Putin has Helped West Overcome Its Mistaken Assumption that Economic Integration Promotes Democratization , Tikhonov Says

Paul Goble

            Staunton, Mar. 3 – When communism in Europe collapsed, the cold war ended, and the USSR disintegrated, the West made the mistaken assumption that economic integration would destroy authoritarianism, Aleksey Tikhonov says. In fact, authoritarian leaders like Putin were able to use that integration to strengthen themselves and their dictatorships.

            Putin and others like him might have been able to continue to do so had the current Kremlin leader not so overreached, forcing not only the United States but European countries to recognize that economic integration does not necessarily promote democratization, the Russian commentator says (kasparov.ru/material.php?id=640344461B35B).

            After 1991, Tikhonov continues, “economic integration did not eliminate authoritarianism.” Instead, it had the opposite effect because authoritarians like Putin used it to their advantage. They “built up their economic power through Western markets, investment, and technology but rejected Western democratic values and institutions.”
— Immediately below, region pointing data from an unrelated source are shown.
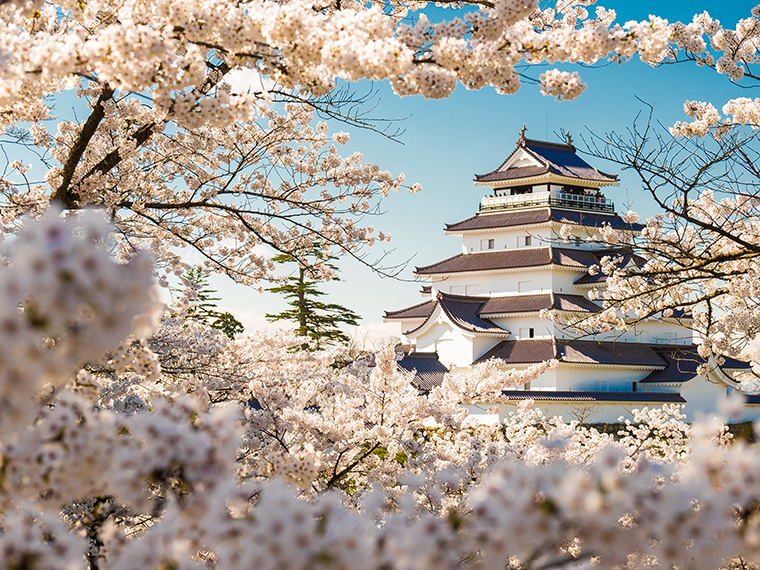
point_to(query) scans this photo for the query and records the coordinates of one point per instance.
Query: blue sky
(447, 142)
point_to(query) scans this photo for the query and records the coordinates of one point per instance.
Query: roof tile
(560, 159)
(566, 396)
(419, 311)
(429, 371)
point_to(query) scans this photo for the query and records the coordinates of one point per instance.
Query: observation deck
(596, 203)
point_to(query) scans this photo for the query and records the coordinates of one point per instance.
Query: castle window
(524, 241)
(524, 286)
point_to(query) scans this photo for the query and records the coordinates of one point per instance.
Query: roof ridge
(548, 144)
(387, 313)
(463, 298)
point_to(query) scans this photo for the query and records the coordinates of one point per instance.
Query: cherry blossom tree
(696, 262)
(180, 160)
(125, 444)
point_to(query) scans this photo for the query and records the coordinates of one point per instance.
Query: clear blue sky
(447, 142)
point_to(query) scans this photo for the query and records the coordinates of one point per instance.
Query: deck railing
(584, 202)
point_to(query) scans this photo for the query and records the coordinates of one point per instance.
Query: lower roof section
(566, 396)
(671, 362)
(528, 351)
(488, 221)
(429, 371)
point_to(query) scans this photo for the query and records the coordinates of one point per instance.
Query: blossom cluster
(242, 449)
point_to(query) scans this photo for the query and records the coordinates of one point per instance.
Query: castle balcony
(596, 202)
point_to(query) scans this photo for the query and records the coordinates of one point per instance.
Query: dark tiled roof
(593, 219)
(563, 396)
(554, 158)
(537, 302)
(522, 351)
(501, 220)
(525, 257)
(526, 351)
(593, 352)
(575, 303)
(529, 257)
(538, 216)
(419, 311)
(464, 312)
(429, 371)
(682, 363)
(517, 304)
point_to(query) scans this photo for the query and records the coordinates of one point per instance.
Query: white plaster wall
(576, 378)
(506, 238)
(563, 279)
(652, 331)
(541, 327)
(453, 346)
(702, 397)
(495, 283)
(591, 412)
(483, 344)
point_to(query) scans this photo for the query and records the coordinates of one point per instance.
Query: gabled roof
(429, 371)
(528, 351)
(682, 363)
(484, 221)
(566, 396)
(471, 313)
(419, 311)
(464, 312)
(674, 362)
(552, 158)
(518, 258)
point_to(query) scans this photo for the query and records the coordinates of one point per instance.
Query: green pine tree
(315, 320)
(203, 307)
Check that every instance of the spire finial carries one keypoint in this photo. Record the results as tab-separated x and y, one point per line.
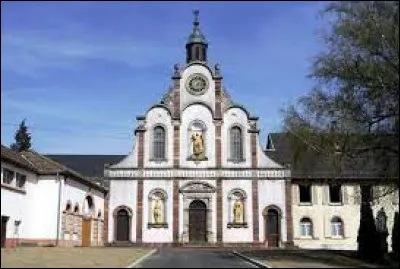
196	17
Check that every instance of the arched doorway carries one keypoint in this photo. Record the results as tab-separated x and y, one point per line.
122	225
272	226
197	222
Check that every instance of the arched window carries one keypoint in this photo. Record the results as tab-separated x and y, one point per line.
68	207
159	143
337	227
122	224
237	209
197	57
236	144
88	209
306	228
157	209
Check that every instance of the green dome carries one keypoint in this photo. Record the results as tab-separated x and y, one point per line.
196	36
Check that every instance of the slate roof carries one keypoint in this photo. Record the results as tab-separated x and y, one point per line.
311	164
91	166
43	165
15	158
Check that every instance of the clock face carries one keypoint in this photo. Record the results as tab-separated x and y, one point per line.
197	84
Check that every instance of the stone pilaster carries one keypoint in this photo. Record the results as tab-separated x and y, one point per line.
256	230
175	211
218	143
289	219
219	211
254	159
105	224
139	211
140	148
177	143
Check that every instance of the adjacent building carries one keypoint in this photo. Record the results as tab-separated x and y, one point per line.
46	203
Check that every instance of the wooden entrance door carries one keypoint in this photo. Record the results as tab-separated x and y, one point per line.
86	232
197	222
122	225
272	228
4	221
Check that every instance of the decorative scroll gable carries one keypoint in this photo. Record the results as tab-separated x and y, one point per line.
197	187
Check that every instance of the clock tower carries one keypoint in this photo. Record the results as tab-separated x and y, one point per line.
196	46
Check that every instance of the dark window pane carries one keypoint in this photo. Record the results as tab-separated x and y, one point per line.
8	176
21	179
236	144
305	193
335	194
159	143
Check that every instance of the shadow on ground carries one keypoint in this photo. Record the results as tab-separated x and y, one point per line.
305	258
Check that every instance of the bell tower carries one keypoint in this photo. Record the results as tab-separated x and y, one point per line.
196	46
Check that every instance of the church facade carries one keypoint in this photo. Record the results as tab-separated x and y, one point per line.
197	172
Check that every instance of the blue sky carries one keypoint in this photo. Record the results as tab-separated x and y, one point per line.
80	72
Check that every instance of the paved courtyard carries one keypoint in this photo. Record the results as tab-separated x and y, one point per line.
54	257
194	258
307	259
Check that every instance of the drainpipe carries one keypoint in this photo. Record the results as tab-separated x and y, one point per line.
58	208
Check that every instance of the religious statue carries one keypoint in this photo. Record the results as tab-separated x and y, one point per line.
157	211
198	144
237	211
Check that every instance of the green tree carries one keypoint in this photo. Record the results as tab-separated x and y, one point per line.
354	110
368	238
395	236
22	138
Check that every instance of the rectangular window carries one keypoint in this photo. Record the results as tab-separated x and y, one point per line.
8	176
305	193
305	229
21	179
335	194
336	229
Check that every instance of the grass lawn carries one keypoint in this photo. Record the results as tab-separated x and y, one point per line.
50	257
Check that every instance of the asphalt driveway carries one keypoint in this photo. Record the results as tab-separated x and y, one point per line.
189	258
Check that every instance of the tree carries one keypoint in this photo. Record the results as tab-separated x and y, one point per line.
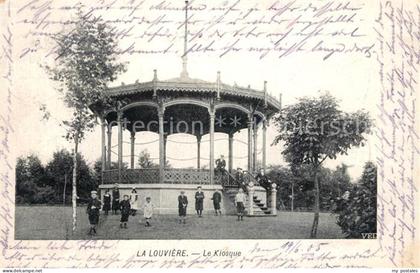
357	209
315	129
85	64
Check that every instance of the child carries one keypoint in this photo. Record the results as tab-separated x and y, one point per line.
148	211
125	211
115	199
134	201
93	211
182	207
240	204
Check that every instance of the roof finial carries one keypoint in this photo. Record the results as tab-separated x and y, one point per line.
184	73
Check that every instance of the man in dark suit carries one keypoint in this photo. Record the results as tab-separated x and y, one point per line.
115	199
182	207
92	210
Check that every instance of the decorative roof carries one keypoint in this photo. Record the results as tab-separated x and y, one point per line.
186	84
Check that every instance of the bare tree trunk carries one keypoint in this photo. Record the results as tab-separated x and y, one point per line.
316	205
64	190
74	183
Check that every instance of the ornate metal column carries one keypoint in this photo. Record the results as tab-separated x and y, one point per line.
132	143
230	152
103	147
109	148
250	142
211	163
198	151
264	145
161	113
120	143
165	141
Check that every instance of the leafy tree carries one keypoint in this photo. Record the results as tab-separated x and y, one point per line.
357	208
30	175
315	129
85	64
59	170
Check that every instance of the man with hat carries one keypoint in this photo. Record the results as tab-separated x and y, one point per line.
115	199
182	207
93	211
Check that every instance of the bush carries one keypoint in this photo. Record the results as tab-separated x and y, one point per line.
357	208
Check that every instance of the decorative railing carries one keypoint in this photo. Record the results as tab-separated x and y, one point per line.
186	176
150	176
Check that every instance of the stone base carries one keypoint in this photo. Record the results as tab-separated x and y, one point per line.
165	196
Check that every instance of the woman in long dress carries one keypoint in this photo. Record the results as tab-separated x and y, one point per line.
107	202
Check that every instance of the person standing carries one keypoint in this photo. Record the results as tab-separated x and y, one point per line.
199	201
264	182
240	199
182	207
115	199
93	212
107	202
217	198
148	211
134	201
125	211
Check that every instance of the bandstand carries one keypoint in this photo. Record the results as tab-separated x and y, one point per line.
189	106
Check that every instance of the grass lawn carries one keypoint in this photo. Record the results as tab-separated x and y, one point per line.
54	223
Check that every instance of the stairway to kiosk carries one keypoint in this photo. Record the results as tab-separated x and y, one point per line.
231	187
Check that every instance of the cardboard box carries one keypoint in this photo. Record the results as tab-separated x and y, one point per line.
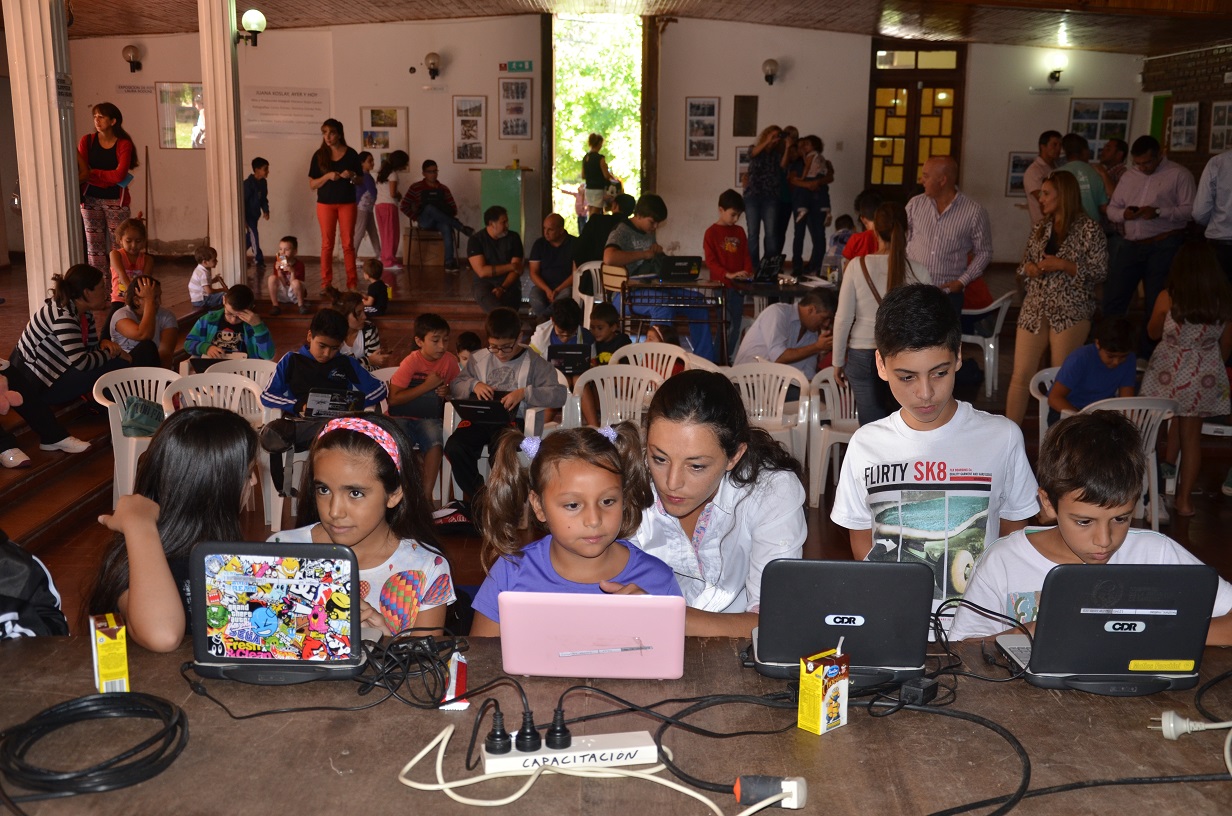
823	692
109	642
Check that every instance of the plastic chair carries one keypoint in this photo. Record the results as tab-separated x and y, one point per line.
1001	307
624	392
145	382
764	390
1147	413
1041	383
824	440
660	358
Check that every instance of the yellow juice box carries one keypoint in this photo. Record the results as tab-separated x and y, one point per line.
823	692
109	642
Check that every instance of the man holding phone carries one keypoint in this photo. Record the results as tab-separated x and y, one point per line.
1155	200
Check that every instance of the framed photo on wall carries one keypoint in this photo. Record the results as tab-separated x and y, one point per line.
1183	136
1100	120
181	115
1221	127
1018	165
515	107
701	128
470	130
383	130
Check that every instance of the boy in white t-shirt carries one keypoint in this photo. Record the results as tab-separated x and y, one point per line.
938	481
1090	476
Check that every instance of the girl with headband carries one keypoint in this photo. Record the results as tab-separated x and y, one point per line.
587	489
366	496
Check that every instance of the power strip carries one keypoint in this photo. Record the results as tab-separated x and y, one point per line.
600	751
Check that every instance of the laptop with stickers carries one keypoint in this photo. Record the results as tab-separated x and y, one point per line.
1120	630
553	634
275	613
881	610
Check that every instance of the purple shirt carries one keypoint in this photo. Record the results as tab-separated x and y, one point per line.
1169	190
534	572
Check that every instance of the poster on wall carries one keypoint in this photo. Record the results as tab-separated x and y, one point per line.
382	131
1099	120
1183	137
743	154
515	107
181	115
470	130
1018	165
1221	127
701	128
283	112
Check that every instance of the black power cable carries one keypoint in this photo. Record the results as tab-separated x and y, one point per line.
136	764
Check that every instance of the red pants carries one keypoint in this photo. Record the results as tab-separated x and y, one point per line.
332	217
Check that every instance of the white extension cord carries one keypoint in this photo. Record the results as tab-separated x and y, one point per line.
442	740
1173	726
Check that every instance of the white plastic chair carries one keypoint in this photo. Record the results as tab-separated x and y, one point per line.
624	392
1041	383
824	440
1001	307
1147	413
660	358
145	382
764	390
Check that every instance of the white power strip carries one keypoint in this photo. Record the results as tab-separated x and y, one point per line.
599	751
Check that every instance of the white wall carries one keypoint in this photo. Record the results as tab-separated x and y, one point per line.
361	65
822	89
1002	116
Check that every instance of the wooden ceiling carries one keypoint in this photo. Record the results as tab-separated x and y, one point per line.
1148	27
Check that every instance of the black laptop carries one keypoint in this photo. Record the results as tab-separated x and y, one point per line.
881	610
571	358
1120	630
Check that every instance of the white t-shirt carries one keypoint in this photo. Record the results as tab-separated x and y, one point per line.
383	190
775	330
935	496
748	528
412	579
1009	576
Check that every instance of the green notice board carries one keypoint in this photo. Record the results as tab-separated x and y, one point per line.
504	187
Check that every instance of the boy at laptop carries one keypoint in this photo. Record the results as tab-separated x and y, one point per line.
316	366
727	257
1090	472
508	372
418	388
936	481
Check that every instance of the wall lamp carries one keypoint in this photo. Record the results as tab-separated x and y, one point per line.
770	68
133	58
254	24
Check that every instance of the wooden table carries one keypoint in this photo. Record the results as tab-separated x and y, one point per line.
348	762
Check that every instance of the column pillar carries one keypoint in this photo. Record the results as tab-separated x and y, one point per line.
42	110
219	79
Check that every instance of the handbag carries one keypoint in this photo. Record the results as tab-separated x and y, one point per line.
139	417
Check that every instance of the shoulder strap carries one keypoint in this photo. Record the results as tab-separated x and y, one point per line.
867	279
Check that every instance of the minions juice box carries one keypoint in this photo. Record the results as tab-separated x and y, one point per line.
823	692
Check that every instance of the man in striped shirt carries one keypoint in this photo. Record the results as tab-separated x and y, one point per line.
948	232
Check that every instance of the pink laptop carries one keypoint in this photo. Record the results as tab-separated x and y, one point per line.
550	634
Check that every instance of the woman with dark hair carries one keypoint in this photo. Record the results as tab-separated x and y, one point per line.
104	162
190	487
727	501
1066	257
59	355
334	171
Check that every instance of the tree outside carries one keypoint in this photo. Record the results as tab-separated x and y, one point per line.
598	90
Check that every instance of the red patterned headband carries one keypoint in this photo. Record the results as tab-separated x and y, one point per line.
370	429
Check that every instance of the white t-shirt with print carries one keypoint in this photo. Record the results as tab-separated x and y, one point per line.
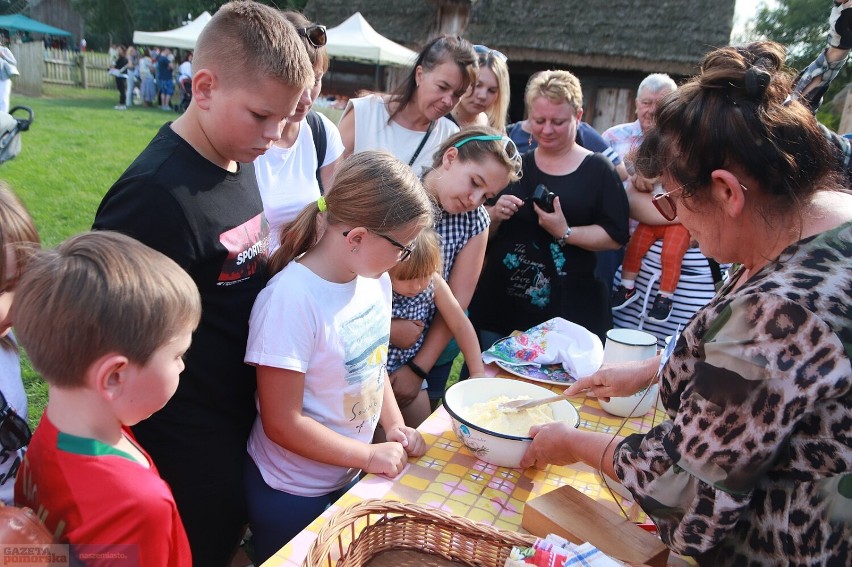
373	132
337	335
287	176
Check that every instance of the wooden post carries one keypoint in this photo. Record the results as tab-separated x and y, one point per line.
846	117
84	75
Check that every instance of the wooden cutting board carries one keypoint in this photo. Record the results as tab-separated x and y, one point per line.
576	517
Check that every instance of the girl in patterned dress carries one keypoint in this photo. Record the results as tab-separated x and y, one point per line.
419	292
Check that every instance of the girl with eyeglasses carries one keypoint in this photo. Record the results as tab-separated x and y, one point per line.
411	121
548	226
471	166
292	173
318	335
18	239
486	102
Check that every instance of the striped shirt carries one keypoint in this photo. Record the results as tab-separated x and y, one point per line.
694	290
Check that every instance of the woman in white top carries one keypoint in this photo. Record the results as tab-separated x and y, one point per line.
410	122
287	172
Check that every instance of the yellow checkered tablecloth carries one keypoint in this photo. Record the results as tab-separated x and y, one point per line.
451	478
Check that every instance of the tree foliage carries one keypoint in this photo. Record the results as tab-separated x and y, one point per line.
114	21
802	25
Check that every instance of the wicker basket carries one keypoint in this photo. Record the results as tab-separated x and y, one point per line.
378	526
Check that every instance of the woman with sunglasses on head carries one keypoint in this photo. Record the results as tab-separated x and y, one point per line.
471	166
18	239
753	463
300	164
486	102
548	226
411	122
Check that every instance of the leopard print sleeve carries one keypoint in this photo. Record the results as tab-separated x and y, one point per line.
752	463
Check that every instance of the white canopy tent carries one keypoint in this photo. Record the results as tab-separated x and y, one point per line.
356	40
183	37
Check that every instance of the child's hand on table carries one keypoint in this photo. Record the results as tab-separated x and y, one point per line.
386	459
409	438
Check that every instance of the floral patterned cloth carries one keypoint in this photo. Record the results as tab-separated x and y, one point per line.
556	341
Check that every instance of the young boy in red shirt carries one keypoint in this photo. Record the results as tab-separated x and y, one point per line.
106	321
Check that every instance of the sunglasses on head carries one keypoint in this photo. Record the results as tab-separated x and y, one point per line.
14	431
485	50
315	35
666	205
508	146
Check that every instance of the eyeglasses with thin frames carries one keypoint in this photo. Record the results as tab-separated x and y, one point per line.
666	205
404	251
315	35
509	147
14	431
485	50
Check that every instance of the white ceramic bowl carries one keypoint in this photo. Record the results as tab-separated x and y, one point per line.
627	406
492	447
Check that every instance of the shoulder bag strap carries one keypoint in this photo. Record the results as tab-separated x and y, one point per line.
320	142
422	143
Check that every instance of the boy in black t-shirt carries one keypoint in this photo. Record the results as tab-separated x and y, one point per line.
192	194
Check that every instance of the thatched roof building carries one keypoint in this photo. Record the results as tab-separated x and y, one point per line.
608	44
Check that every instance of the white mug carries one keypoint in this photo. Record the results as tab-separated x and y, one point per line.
625	345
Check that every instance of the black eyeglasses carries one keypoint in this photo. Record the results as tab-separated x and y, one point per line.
485	50
404	251
666	205
315	35
14	431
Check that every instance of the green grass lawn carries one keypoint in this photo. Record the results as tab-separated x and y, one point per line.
77	147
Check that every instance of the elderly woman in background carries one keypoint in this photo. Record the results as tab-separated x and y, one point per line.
486	102
411	122
541	259
753	464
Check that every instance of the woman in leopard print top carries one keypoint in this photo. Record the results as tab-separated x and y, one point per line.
754	464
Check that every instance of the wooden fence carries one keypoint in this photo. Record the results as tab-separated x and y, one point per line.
39	65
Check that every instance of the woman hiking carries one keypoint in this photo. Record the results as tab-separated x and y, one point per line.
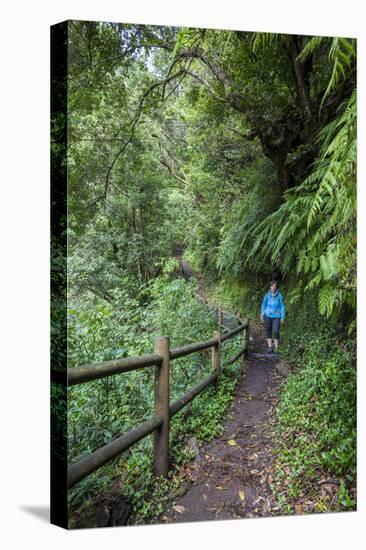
273	312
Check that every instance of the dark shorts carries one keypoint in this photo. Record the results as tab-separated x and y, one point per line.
272	327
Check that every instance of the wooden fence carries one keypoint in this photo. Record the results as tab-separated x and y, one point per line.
163	410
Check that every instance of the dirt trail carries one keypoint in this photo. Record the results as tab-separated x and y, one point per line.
230	476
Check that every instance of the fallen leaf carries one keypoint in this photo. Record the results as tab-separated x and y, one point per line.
178	508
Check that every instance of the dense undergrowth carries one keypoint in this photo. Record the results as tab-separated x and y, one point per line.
99	411
317	415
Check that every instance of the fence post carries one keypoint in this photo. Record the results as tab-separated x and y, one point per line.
216	351
220	316
161	407
246	339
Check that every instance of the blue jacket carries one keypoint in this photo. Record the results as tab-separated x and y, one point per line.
273	305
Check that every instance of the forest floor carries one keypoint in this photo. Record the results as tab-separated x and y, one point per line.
231	475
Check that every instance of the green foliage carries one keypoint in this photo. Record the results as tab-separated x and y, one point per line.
317	411
198	140
313	233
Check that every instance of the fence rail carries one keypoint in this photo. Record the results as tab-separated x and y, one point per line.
163	410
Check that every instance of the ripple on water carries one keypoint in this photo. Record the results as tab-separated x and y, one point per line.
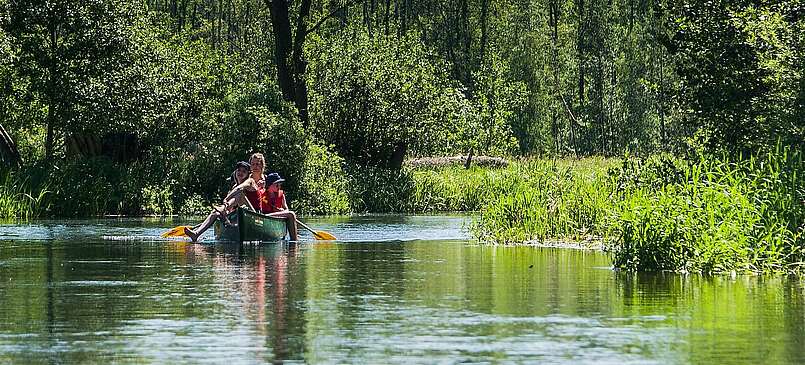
82	283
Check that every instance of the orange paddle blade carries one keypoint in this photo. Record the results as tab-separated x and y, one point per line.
322	235
176	232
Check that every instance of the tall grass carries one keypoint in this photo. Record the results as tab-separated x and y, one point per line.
660	213
561	199
18	200
743	216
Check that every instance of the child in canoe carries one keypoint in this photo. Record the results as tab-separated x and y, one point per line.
230	202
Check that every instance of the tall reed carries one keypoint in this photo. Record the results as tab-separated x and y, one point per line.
18	200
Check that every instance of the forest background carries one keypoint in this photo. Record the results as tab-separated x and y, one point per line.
143	107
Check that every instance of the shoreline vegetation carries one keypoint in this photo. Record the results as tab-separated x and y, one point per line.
143	107
652	214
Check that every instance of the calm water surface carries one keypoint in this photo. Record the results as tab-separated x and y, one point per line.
395	290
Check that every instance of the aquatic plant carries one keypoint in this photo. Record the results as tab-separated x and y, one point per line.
18	200
747	215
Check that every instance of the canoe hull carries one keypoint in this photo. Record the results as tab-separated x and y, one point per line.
248	226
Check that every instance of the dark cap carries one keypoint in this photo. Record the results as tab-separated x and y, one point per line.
273	178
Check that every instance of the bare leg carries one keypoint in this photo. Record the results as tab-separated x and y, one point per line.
196	232
290	222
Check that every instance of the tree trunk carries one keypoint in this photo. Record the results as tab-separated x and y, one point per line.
300	64
484	30
8	149
52	103
281	25
398	156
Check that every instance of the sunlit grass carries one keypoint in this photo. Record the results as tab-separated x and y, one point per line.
17	201
661	213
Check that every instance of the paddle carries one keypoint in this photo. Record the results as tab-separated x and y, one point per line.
319	235
176	232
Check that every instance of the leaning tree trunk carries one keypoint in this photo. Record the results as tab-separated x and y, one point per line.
281	24
8	149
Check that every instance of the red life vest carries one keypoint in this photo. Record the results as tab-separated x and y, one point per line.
255	197
272	202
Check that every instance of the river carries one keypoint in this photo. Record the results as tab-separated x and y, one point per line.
394	289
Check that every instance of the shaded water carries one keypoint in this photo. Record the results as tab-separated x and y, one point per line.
397	290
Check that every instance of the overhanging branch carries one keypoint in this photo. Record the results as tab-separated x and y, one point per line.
332	14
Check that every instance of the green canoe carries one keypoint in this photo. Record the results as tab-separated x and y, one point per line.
250	226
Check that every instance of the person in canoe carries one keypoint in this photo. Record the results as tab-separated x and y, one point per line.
231	201
274	204
258	190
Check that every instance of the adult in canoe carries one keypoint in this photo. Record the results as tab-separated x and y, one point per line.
231	201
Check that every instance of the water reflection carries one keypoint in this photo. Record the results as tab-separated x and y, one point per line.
386	301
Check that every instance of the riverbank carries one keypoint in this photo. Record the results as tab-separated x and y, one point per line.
663	213
655	214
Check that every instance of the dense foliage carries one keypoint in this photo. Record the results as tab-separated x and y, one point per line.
143	107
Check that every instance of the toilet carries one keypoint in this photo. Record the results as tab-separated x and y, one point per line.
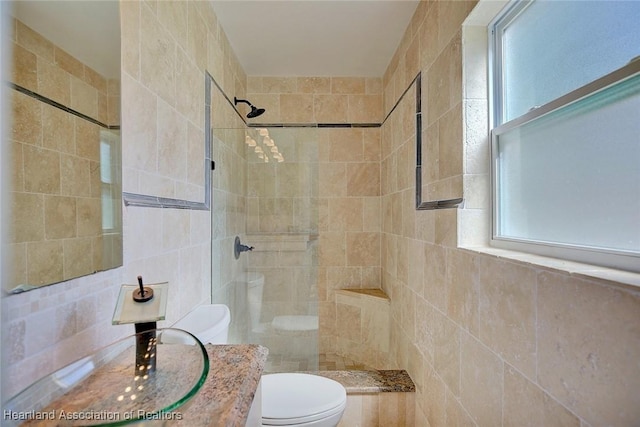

            As a result of its new and very deep economic ties with the West, “the authoritarian regimes of the 21st century gained access to all the benefits of Western civilization without having to accept Western values, something that the socialist camp earlier had never been able to do.”

            Indeed, he says, “the chief reason for the collapse of the socialist bloc was the colossal gap between the standards of living in capitalist countries and the socialist ones and the lack in the latter of services and goods available to anyone in the West.” As a result, “no one believed tales about the superiority of the socialist model.”

            But today, “in authoritarian countries” like Putin’s Russia, “the same benefits are available as in the West. And it is “no accident” that “Russian propaganda so actively points out that despite Western sanctions, all modern goods and services remain available in Russia to this day.”

            Moreover, Tikhonov says, “authoritarian countries began to destroy Western countries from within, gradually penetrating them via corrupt tentacles. Both Russia an dchina have actively infiltrated the economy and political system of the West by purchasing businesses, promoting infrastructure projects and corrupting local politicians.”

            That might have gone on for some time given the willingness of some American leaders like Trump to try to get Russia to ally with the US against China without doing anything about its own situation and the willingness of Europeans to go along with Russia despite all that it had been doing.

            But “by invading Ukraine, Putin has shown Europe that the US was right” in its assessments of Russia; and thus “as a result, Putin had done what the US wasn’t: shown Europe that projects of economic integration as a means of struggle with authoritarianism have suffered defeat.”

            Given that and the new commitment of the West to combat Russian authoritarianism and aggressiveness, there is no reason to think the West’s words about supporting Ukraine are for nothing. Indeed, “the longer Putin fights there, the more likely Russia’s disintegration after its defeat becomes’as it is Putin who is “destroying the remnants of Russian influence in Europe.”

            At the same time, Tikhonov points out, “Putin’s actions aren’t helping China either,” although it is not yet clear that Beijing fully appreciates the damage Putin has done to China’s exploitation of economic integration with the West, the maintenance of which is now far more problematic.